Rapport annuel 2007 du Conseil supérieur de la Justice

Rapports annuels

Les citoyens ont placé beaucoup d’espoirs dans les plaintes qu’ils pouvaient adresser au CSJ. La déception fut cependant grande. Les dysfonctionnements dénoncés partaient dans tellement de directions… Au fil du temps, le message est mieux passé ; le public a compris qu’il ne peut évoquer que des problèmes concernant le fonctionnement de l’ordre judiciaire.

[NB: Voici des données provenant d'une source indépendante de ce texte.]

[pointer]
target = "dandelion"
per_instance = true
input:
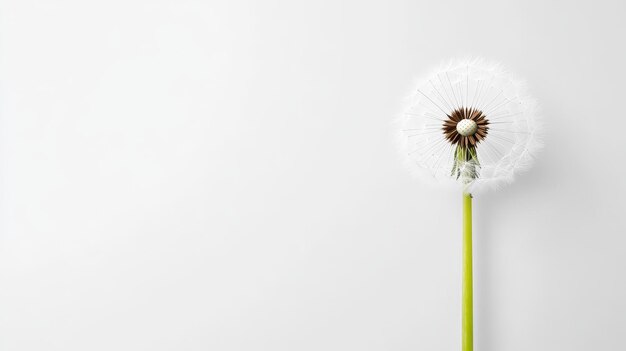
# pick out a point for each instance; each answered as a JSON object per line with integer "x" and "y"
{"x": 470, "y": 123}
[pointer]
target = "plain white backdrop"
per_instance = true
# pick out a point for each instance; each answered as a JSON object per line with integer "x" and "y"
{"x": 222, "y": 175}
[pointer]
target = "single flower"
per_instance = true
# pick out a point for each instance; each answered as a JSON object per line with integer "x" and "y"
{"x": 470, "y": 121}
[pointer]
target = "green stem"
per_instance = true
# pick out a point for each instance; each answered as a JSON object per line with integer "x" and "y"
{"x": 467, "y": 299}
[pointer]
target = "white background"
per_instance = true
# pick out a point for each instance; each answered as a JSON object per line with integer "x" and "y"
{"x": 202, "y": 175}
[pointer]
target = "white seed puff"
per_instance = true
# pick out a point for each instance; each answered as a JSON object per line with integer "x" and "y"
{"x": 475, "y": 105}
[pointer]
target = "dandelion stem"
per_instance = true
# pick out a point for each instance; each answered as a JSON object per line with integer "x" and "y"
{"x": 467, "y": 307}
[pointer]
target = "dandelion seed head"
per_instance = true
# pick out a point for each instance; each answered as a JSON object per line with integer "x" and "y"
{"x": 470, "y": 122}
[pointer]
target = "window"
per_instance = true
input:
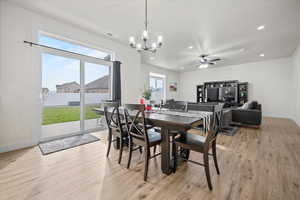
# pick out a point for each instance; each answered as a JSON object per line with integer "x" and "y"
{"x": 157, "y": 86}
{"x": 75, "y": 48}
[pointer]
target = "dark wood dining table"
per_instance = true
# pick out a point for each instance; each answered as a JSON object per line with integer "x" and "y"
{"x": 169, "y": 121}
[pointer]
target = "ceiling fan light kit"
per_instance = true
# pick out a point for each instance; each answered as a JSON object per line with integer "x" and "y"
{"x": 144, "y": 43}
{"x": 206, "y": 61}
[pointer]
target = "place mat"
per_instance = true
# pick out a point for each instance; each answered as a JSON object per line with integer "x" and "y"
{"x": 66, "y": 143}
{"x": 196, "y": 114}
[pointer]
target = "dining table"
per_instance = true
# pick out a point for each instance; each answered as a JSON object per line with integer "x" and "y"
{"x": 169, "y": 121}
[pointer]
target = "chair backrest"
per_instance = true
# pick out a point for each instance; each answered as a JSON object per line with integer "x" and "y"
{"x": 200, "y": 107}
{"x": 215, "y": 124}
{"x": 136, "y": 122}
{"x": 180, "y": 105}
{"x": 112, "y": 115}
{"x": 176, "y": 105}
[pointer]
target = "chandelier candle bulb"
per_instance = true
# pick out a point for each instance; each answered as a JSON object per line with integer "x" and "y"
{"x": 144, "y": 38}
{"x": 145, "y": 35}
{"x": 159, "y": 40}
{"x": 139, "y": 47}
{"x": 132, "y": 41}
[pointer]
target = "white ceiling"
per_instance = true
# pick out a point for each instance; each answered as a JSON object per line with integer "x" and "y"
{"x": 218, "y": 27}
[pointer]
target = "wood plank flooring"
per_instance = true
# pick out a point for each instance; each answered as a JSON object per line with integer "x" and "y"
{"x": 254, "y": 164}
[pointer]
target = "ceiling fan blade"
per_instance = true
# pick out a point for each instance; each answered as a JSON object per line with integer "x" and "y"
{"x": 215, "y": 60}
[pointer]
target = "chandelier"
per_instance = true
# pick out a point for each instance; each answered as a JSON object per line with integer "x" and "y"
{"x": 144, "y": 43}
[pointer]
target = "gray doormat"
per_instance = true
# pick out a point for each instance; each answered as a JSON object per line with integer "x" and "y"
{"x": 231, "y": 130}
{"x": 66, "y": 143}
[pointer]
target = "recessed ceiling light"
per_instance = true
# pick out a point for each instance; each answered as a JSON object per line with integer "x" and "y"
{"x": 261, "y": 27}
{"x": 203, "y": 66}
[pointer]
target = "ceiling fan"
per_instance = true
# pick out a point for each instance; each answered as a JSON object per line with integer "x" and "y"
{"x": 206, "y": 60}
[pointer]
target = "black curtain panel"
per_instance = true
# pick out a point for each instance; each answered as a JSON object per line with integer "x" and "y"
{"x": 116, "y": 84}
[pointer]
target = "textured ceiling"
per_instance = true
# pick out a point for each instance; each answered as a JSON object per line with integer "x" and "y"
{"x": 217, "y": 27}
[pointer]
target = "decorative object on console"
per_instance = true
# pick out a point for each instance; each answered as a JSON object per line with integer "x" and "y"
{"x": 144, "y": 44}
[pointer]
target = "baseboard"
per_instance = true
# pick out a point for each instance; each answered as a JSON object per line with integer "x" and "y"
{"x": 13, "y": 147}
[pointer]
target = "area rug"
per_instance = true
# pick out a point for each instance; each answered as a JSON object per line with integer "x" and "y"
{"x": 66, "y": 143}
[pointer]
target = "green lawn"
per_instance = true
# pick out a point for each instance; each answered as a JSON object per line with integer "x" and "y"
{"x": 53, "y": 115}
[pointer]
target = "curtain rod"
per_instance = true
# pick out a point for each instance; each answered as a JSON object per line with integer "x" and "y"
{"x": 48, "y": 47}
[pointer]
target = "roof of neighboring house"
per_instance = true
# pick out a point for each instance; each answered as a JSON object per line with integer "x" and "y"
{"x": 100, "y": 83}
{"x": 68, "y": 84}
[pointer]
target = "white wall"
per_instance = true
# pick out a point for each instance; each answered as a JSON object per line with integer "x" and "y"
{"x": 20, "y": 72}
{"x": 171, "y": 76}
{"x": 269, "y": 83}
{"x": 296, "y": 79}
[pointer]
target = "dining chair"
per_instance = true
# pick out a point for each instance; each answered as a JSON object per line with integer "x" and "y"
{"x": 202, "y": 144}
{"x": 115, "y": 126}
{"x": 139, "y": 134}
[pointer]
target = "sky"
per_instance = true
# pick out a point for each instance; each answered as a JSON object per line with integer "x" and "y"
{"x": 58, "y": 70}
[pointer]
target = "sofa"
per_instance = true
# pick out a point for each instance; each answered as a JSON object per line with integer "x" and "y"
{"x": 249, "y": 114}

Le rapport annuel 2007 détaille les plaintes de l’année écoulée. Plus de 93 % des dossiers de récrimination sont introduits par des citoyens, et plus de 4 % par des avocats. Ces plaintes visent en premier lieu des « critiques de la décision judiciaire » (23,36 % des dossiers), avant les « lenteurs de la justice » (16,07 % pour le pays, mais 23,31 % en francophonie). Suivent, le « déroulement de la procédure » et les « rapports et la communication avec la justice».

Même si les procédures pénales n’occupent qu’une petite part des affaires judiciaires, c’est là que se trouvent la plupart des plaintes (37,19 %), avant le droit civil général (25,05 %). Toutes les récriminations ne sont cependant pas fondées : seules 37,35 % d’entre elles le sont.

Le rapport du CSJ détaille quelques dysfonctionnements relevés : un expert judiciaire qui ne répond pas aux attentes légitimes d’un plaignant, une affaire particulièrement lente qui a été reportée 41 fois, une autre remise à cause du décès d’un juge de paix puis de la maladie de son suppléant… Les exemples pullulent. Sont-ils pris en compte ? Le CSJ reconnaît lui-même que les enseignements ne sont pas suffisamment tirés de ces constats. Il préconise d’ailleurs une évaluation prochaine du système de suivi de ces plaintes.